Battling Cancer


I’m standing in a sterile, tiny hospital room with my dad sitting slightly upright in his bed with an IV hanging out of his arm. He is in good spirits, talking to those in the room with a quiet confidence and peace. My mom and my wife are sitting as the four of us wait for the doctor to come in and prep my dad for his surgery. Its Prostate Cancer vs. Amazing Technological Advancement in the Form of Precise, Surgical Robotics: Round I. Soon my dad will be wheeled into the operating room for an intense 5 hour surgery removing the cancer cells in his prostate. He will be tilted upside down and the doctor, using a remote controlled robot, will cut several inch-long incisions in his stomach and slice away the cancer from his body. For now though, the four of us sit and wait. We talk about a lot and my dad never shies away from questions about how he is doing with it all. Its one of the things I appreciate about my dad; he is open and honest and doesn’t try to act like everything is ok, but instead talks about what he is thinking and going through. Like me, he processes out loud.

I am quieter than usual, ready for the surgery to start, not so I can escape the hospital but so it will be over. The nurses come in and the anesthesiologist begins his work and then Alex, mom and I are standing in a pale hallway as my dad falls asleep and is wheeled away.

Cancer is a funny thing…actually wait; it’s a horribly awful thing. It comes from nothing, overtakes areas of a body and eventually kills you. In some ways cancer is the best embodiment of how broken and fallen our world is. It is manifest evil whose whole existence is about subduing, weakening and destroying. Cancer is…well, pretty damn scary. For my dad to be diagnosed, then cut open was terrifying. My mind wanted to go to the worst of scenarios: a botched surgery, the cancer spreading far faster than doctors had anticipated, I even thought, what if there is a major earthquake in the middle of the operation or worse, what if the robot becomes self aware and my dad is the first victim of the unavoidable robot uprising?

I prayed throughout the weeks leading up to the surgery.

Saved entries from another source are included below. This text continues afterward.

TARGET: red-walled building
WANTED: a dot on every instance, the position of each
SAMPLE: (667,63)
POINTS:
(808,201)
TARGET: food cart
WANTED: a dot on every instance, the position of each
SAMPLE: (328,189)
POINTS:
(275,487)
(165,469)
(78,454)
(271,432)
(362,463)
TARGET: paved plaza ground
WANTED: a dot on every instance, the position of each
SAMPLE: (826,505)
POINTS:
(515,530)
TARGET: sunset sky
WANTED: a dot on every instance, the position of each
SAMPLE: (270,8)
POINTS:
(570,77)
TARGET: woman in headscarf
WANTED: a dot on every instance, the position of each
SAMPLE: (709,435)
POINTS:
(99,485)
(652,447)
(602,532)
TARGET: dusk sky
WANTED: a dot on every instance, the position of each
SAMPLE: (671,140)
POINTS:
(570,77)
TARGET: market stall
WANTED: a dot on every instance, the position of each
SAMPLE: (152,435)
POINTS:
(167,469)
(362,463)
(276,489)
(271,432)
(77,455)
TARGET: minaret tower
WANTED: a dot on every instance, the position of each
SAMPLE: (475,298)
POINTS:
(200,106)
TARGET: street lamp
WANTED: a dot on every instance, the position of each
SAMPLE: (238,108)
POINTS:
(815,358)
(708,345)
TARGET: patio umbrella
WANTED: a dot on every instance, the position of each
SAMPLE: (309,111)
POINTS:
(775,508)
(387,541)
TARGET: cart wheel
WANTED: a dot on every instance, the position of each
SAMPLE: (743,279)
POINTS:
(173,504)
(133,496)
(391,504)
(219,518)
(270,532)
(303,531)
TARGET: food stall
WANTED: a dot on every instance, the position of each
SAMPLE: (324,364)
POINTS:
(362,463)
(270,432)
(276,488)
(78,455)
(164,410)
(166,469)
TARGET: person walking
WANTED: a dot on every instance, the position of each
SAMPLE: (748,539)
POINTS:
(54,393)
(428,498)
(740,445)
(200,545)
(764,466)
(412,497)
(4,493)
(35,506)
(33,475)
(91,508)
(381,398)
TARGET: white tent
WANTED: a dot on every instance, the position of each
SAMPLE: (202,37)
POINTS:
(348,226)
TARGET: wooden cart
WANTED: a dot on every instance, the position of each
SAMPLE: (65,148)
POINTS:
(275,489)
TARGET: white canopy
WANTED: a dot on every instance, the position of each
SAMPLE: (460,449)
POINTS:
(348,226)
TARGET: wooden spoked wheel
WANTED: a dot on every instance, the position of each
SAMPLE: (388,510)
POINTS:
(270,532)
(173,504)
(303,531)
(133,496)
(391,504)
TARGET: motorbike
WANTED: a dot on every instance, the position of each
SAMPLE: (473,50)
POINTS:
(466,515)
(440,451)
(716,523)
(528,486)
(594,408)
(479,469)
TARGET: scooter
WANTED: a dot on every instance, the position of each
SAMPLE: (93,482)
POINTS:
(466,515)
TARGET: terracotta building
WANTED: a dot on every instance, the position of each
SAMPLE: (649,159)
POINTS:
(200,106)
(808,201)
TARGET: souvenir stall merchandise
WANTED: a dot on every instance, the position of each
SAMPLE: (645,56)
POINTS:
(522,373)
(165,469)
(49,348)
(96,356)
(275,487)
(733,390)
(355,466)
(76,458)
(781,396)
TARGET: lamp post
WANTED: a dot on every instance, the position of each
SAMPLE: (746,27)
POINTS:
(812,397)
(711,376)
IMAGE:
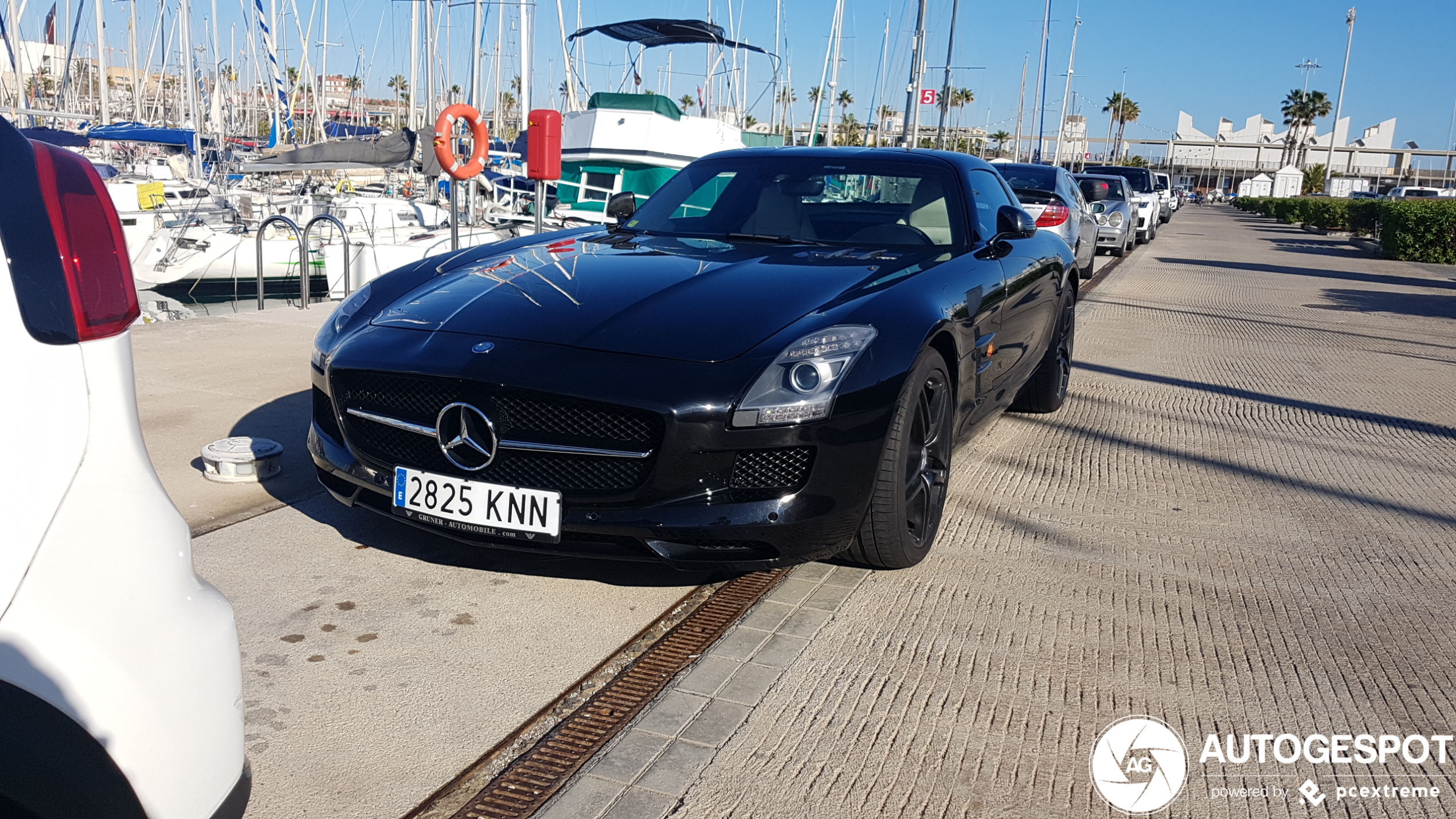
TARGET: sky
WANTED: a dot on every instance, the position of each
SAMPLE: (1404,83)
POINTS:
(1231,58)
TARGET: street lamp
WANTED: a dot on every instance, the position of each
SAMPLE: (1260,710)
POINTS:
(1340,101)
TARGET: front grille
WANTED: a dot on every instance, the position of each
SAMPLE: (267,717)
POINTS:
(519,415)
(772,469)
(324,415)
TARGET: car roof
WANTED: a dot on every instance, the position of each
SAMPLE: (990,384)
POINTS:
(840,153)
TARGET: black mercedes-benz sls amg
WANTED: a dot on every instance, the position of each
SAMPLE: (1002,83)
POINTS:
(770,361)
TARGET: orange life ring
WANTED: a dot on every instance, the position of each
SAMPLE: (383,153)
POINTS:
(479,134)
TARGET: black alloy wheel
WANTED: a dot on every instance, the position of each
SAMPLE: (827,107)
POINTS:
(915,469)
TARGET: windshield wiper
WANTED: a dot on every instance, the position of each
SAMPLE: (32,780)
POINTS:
(768,237)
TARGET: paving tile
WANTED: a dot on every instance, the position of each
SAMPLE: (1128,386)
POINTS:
(793,591)
(812,571)
(676,769)
(740,644)
(670,713)
(629,755)
(804,623)
(780,651)
(847,577)
(584,798)
(768,616)
(749,684)
(708,675)
(638,804)
(827,598)
(717,723)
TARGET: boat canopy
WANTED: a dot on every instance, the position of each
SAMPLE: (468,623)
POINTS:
(389,152)
(657,31)
(656,104)
(346,130)
(56,137)
(140,133)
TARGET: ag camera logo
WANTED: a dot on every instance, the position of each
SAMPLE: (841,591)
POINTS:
(1139,764)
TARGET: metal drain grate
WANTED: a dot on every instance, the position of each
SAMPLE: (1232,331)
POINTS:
(535,776)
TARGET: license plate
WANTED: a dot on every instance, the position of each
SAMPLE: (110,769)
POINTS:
(476,507)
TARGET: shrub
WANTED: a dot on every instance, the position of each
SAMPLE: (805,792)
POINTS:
(1419,232)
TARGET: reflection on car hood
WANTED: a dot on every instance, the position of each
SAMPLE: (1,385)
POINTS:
(686,299)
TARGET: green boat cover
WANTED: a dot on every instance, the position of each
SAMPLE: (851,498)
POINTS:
(641,179)
(657,104)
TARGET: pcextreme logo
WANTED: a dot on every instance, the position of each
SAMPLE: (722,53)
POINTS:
(1139,764)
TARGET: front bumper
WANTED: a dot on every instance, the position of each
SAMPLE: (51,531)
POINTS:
(686,511)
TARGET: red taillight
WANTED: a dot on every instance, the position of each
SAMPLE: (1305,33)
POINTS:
(1053,215)
(93,250)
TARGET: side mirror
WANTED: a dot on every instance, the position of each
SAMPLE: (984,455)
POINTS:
(622,206)
(1094,191)
(1014,223)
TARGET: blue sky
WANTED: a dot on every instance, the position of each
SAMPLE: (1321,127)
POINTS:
(1231,58)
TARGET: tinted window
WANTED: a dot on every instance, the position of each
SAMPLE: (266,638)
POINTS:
(808,200)
(989,198)
(1030,177)
(1139,179)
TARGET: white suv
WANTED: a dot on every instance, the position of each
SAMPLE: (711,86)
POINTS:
(120,675)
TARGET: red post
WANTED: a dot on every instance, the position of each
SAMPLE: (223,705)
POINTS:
(543,144)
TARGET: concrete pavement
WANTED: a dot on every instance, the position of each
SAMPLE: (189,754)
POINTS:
(1242,521)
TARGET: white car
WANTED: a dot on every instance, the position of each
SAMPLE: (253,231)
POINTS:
(120,672)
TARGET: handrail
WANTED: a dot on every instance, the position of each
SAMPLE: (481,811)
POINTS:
(344,232)
(303,258)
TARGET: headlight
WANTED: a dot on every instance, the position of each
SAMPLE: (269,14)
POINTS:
(801,382)
(344,312)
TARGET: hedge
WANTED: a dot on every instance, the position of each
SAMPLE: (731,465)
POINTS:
(1410,230)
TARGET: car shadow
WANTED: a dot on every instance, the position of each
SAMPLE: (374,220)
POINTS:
(1432,304)
(1315,272)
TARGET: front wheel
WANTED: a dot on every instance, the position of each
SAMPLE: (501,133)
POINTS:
(915,469)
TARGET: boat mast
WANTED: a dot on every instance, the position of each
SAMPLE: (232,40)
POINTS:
(526,60)
(912,124)
(1066,95)
(945,87)
(823,89)
(414,61)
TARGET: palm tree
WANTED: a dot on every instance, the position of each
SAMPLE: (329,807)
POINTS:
(1301,109)
(1001,139)
(1123,111)
(400,83)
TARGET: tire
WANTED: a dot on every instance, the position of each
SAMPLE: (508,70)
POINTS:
(915,468)
(1047,387)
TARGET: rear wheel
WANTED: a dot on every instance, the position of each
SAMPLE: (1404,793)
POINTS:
(1047,387)
(915,466)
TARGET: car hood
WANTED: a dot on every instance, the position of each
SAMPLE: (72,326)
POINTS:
(685,299)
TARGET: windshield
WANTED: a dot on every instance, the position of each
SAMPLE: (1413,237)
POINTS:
(1030,177)
(807,200)
(1138,178)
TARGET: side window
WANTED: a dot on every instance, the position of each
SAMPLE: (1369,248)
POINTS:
(989,195)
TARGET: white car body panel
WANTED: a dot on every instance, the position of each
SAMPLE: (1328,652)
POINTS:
(49,415)
(107,622)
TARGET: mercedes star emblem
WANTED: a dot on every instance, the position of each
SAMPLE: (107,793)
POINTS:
(467,437)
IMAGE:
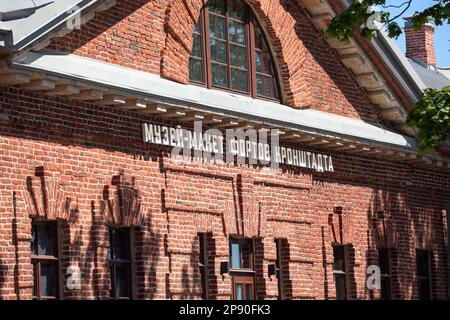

I had many friends praying as well, asking God for his will to be done in the situation, for the surgeon to have steady hands and for my dad’s recovery to go well. I believed I had a peace about it but it wasn’t until I saw my dad in that bed, waiting to put his life and body in the hands of a stranger who was going to cut him open, that I was able to fully let go and place everything at the feet of Jesus. Seeing my dad’s peace and faith in the Lord allowed me to experience the same. Was I convinced that everything was going to work out perfectly?...No, but I was convinced that whatever happened, God was love and God knew better than I did.

My dad came home late the next day and I remember him asking me if I wanted to see something gross and of course I said yes. He pulled up his shirt and showed me five or six sets of staples holding his stomach incisions together. I couldn’t help but think without them his stomach would have had holes gushing out blood, like a hole in a water balloon filled with tomato juice. He was weak but alive, tired but lucid, needing rest but with his family. I wondered that night what a battle with cancer does to your relationship with God, how much the depths of one’s faith is tested when your life is on the line, and how tightly you would grasp onto the beauty of Jesus when the ugly destruction of cancer lines your insides…then I realized, in a different but no less profound way, I had myself been battling cancer. That my mom, my sister, my wife, my dad’s closest friends had all been battling cancer. And please don’t think I am minimizing my dad’s physical fight with cancer, but that battle does spill over and sweep up those closest to you. We all were asking ourselves those questions, all of us were having our faith tested.

It was then that I realized God had been trolling the depths of my faith as much as he had been my dad’s and I was forced to love him and hold on tightly to him in my own helplessness. I can tell you the beauty of Jesus is so much clearer in the midst of the ugliest things. Seeing my dad’s relationship with Christ overflowing with the knowledge of how loved he is, was humbling and wonderful and a memory I will no doubt go back to in the future.

This was my first real reflection on my dad’s cancer, the first time I have put anything about it into words and actually, the first thing I have written in over a month. Leave it to cancer to bust through writer’s block. My dad is currently doing well, his recovery continues and the cancer is officially gone from his body. The staples have been removed from his stomach and he is feeling better each day. Thanks to all those who prayed for him and our family in the past month and sorry it took so long for me to write about this. I just needed a few weeks for the reality of God’s love to sink in.